Ricardo Moura é jornalista, doutor em Sociologia e pesquisador do Laboratório da Violência da Universidade Federal do Ceará (LEV/UFC)
Ricardo Moura é jornalista, doutor em Sociologia e pesquisador do Laboratório da Violência da Universidade Federal do Ceará (LEV/UFC)
O primeiro mês do ano trouxe consigo uma preocupação aos órgãos de segurança pública. Com 245 homicídios até o dia 29, conforme dados preliminares da Secretaria da Segurança Pública e Defesa Social (SSPDS), janeiro de 2020 se tornou o mês mais violento desde dezembro de 2018.
Para efeito de comparação, janeiro de 2019 contabilizou 192 homicídios mesmo registrando intensos ataques promovidos por organizações criminosas em retaliação à nova política prisional que se desenhava no início do segundo mandato do Governo Camilo Santana. O resultado oficial deverá ser divulgado em breve, mas a tendência é que os números finais de janeiro sejam ainda mais elevados, haja vista que os dois últimos dias do mês não entraram nessa conta.
No ano passado, abril foi o mês com mais registros de crimes violentos letais intencionais (CVLIs) em 2019, com 213 ocorrências. Somente três meses superaram a barreira dos 200 homicídios em 2019: abril, novembro e dezembro. Em 2018, nenhum mês fechou abaixo dos 300 assassinatos, ou seja, há um aumento, mas ainda dentro de uma margem inferior aos picos históricos de violência letal desta década.

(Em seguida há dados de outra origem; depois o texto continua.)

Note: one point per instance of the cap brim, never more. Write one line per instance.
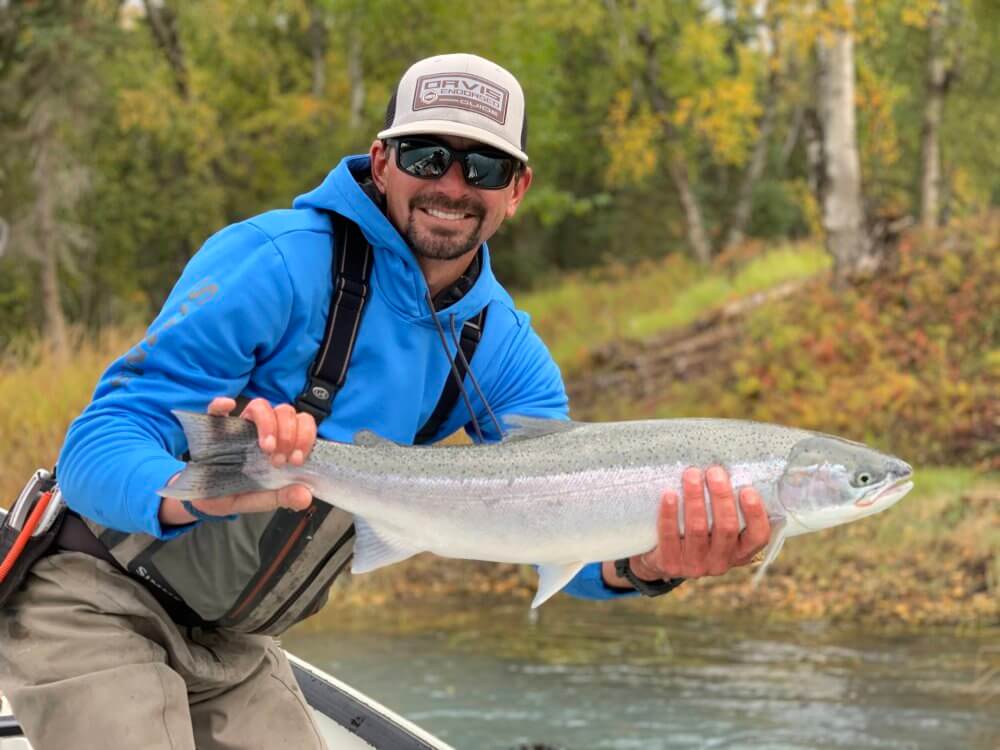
(446, 127)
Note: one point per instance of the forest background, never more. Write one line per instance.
(750, 208)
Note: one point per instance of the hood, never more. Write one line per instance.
(397, 276)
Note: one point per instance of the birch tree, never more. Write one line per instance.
(847, 239)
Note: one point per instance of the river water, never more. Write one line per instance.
(587, 675)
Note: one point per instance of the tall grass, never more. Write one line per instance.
(588, 310)
(40, 394)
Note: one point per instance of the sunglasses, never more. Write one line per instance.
(427, 159)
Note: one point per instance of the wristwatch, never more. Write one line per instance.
(646, 588)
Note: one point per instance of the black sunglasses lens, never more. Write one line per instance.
(429, 160)
(423, 159)
(488, 171)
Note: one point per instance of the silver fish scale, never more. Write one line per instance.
(578, 449)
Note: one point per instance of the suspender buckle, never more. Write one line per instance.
(316, 398)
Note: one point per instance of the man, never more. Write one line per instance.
(152, 625)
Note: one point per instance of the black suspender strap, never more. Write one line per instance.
(472, 332)
(352, 269)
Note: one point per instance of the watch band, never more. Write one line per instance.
(646, 588)
(202, 515)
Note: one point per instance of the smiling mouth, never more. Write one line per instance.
(447, 215)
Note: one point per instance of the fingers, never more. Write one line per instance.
(757, 533)
(287, 426)
(725, 522)
(670, 556)
(283, 433)
(695, 542)
(305, 438)
(259, 412)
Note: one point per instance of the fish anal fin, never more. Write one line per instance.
(552, 578)
(377, 546)
(779, 532)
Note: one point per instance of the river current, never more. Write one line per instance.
(590, 676)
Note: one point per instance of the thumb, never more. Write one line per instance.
(295, 497)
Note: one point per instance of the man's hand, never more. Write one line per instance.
(699, 552)
(285, 435)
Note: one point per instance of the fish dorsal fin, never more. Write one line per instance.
(521, 427)
(779, 532)
(375, 547)
(369, 439)
(552, 578)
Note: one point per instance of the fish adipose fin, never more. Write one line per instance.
(779, 531)
(370, 439)
(520, 427)
(220, 448)
(375, 547)
(551, 580)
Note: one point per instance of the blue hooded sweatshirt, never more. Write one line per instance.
(247, 317)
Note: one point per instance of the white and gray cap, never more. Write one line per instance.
(462, 95)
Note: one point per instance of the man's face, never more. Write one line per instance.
(445, 218)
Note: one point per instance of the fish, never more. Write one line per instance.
(553, 493)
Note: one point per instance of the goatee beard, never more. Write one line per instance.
(443, 245)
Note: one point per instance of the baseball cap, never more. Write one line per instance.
(462, 95)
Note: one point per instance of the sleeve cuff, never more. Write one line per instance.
(142, 502)
(589, 584)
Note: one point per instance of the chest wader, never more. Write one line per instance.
(263, 572)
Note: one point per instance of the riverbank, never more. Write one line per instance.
(908, 361)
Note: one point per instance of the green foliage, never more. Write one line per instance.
(587, 311)
(255, 126)
(906, 361)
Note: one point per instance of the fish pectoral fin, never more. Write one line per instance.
(369, 438)
(552, 578)
(779, 532)
(375, 547)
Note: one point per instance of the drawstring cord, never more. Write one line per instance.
(472, 377)
(454, 369)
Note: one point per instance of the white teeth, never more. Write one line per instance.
(444, 214)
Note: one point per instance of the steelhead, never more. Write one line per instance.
(556, 494)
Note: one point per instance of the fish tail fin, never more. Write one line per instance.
(220, 448)
(210, 437)
(778, 536)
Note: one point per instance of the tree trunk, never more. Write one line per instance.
(936, 88)
(843, 214)
(694, 224)
(676, 166)
(48, 240)
(356, 75)
(755, 170)
(317, 44)
(163, 24)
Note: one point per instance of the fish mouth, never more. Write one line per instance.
(896, 490)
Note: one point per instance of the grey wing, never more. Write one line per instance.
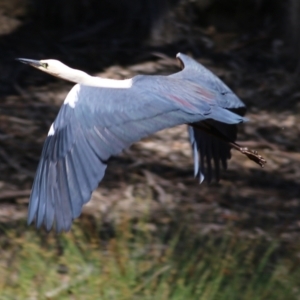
(207, 147)
(97, 123)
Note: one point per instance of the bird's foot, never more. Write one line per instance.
(253, 155)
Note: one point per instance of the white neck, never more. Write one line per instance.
(83, 78)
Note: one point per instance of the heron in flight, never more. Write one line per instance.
(101, 117)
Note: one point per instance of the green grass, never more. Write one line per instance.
(135, 263)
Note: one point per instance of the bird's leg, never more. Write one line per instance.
(251, 154)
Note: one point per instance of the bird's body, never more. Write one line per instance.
(101, 117)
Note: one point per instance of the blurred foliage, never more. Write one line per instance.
(132, 263)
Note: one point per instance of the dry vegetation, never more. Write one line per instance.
(155, 176)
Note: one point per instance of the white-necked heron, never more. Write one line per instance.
(101, 117)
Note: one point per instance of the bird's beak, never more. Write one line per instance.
(31, 62)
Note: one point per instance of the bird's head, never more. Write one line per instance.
(50, 66)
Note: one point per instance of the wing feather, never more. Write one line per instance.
(205, 146)
(103, 122)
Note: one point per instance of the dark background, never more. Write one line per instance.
(252, 45)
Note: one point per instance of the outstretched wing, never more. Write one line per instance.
(206, 146)
(96, 123)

Uma análise do perfil das vítimas revela que 28 mulheres foram assassinadas em janeiro, configurando um percentual de cerca de 11% dos homicídios em geral. Os dados mostram que o fenômeno do feminicídio no estado persiste com força, embora dessa vez os índices globais também tenham aumentado. Fortaleza lidera com oito ocorrências, seguido de Caucaia (4), Quixadá (3) e Juazeiro do Norte (3). Banabuiú, município cearense com 18 mil habitantes, registrou dois casos. Proporcionalmente, trata-se de um número bastante elevado.
Do ponto de vista territorial, a tendência de metropolização das mortes violentas apontada na coluna anterior se manteve. A Região Metropolitana de Fortaleza (RMF) contabilizou 98 assassinatos em janeiro, sendo responsável por 40% das mortes violentas do Ceará, maior percentual já registrado na série histórica. Em 2019, esse percentual era de 31,2%. Em 2015, eram 19%. Não é mais possível pensar em soluções para a violência e a criminalidade sem levar em consideração o que está ocorrendo no cinturão de cidades localizadas em torno da Capital.
Com 33 ocorrências, Caucaia registrou mais de um assassinato por dia, contribuindo fortemente para esse resultado. Maracanaú (14), Maranguape (12) e Pacatuba (6) vêm na sequência. Vários fatores podem explicar esse fenômeno, como áreas com grandes extensões territoriais e disputas internas no crime organizado.
Além disso, a migração das ocorrências criminais da Capital para a Região Metropolitana motivada por maior repressão policial tem de ser levada em consideração. Em 2015, Fortaleza respondia por 41% dos homicídios no Estado. Esse percentual caiu para 26,5% em janeiro deste ano. É preciso se deter com mais profundidade no que vem acontecendo em relação a esses municípios para que possamos traçar um diagnóstico sobre essas novas dinâmicas da violência letal.
Denomino o atual modelo de política de segurança pública como "de contenção" em que há forte investimento de repressão estatal nas áreas mais vulneráveis em detrimento de ações mais preventivas. A estratégia de ocupação dos locais com maiores índices de homicídios (hotspots) e linha dura nos presídios (política prisional do procedimento) teve efeitos diretos e indiretos na queda drástica nos assassinatos. Manter esse cenário exige atuação nas duas pontas das trajetórias criminais: impedir o ingresso nos grupos criminosos e criar caminhos menos tortuosos para quem deseja se retirar do mundo do crime. Tais movimentos, contudo, ocorrem em uma velocidade menor à da ocupação.
Em pleno ano eleitoral, o debate sobre a segurança pública será central na Capital e nos municípios da Região Metropolitana. De olho no discurso populista, a hipótese de que haja mudança nessa política de contenção parece improvável. Muito possivelmente teremos o acirramento dessa prática com a disseminação de torres e bases fixas em ritmo de campanha eleitoral. Medidas de caráter mais preventivo levam tempo para dar resultados, artigo raro para quem quer se manter no poder em uma eleição que promete ser a mais acirrada dos últimos tempos.
Ainda é muito cedo para cravar o que virá pela frente. Janeiro pode ter sido um ponto fora da curva em uma redução consequente dos assassinatos no Estado ou o início de uma nova escalada na violência letal. Só o tempo dirá. Enquanto isso, nos mantemos firmes na análise dos dados e na busca pela compreensão do que ocorre no campo da violência e da criminalidade.